De planetarum influxu in corpus humanum (Über den Einfluss der Gestirne auf den menschlichen Körper; "The Influence of the Planets on the Human Body" / original language: Latin) (1766).
Sendschreiben an einen auswärtigen Arzt über die Magnetkur ("Circulatory letter to a foreign physician about the magnetic cure" / original language: German) (1775).
Mesmerismus oder System der Wechsel-beziehungen. Theorie und Andwendungen des tierischen Magnetismus ("Mesmerism or the system of inter-relations.
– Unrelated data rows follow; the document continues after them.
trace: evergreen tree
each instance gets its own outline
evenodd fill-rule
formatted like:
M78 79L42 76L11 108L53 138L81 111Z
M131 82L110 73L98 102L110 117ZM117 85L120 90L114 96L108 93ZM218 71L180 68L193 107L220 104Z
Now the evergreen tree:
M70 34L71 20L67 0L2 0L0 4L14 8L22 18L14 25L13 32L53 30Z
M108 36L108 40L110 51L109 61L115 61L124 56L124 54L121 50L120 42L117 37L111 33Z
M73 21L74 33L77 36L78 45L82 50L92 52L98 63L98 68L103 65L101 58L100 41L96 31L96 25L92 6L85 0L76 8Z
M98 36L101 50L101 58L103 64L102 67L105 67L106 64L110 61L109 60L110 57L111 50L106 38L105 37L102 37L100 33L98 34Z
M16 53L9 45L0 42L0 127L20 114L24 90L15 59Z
Theory and applications of animal magnetism" / original language: German) (1814).
Among Mesmer's followers was Armand-Marc-Jacques Chastenet, Marquis de Puységur (1751-1825), who discovered induced or artificial somnambulism.
Mesmer is mentioned in Edgar Allan Poe's short story A Tale of the Ragged Mountains.
In his early writings, F. Anton Mesmer used a way of exposing his ideas very similar to the way of writing of the ancient alchemists. His way of thinking shows clearly the influence of the alchemists' ideas. He sees three basic elements: God, Energy (movement), Matter (on the top left in the guide), analog to Sulphur, Mercury and Salt, (Soul, spirit and body) of the alchemists. Some of his writings used therefore symbols to represent these and other meaningful concepts. He used over 100 symbols in a text sometimes, making it difficult, if not impossible, to read without a guide to the symbols. The idea behind it is that images are the basis for a true understanding while instead words can lead to many different and opposite meanings.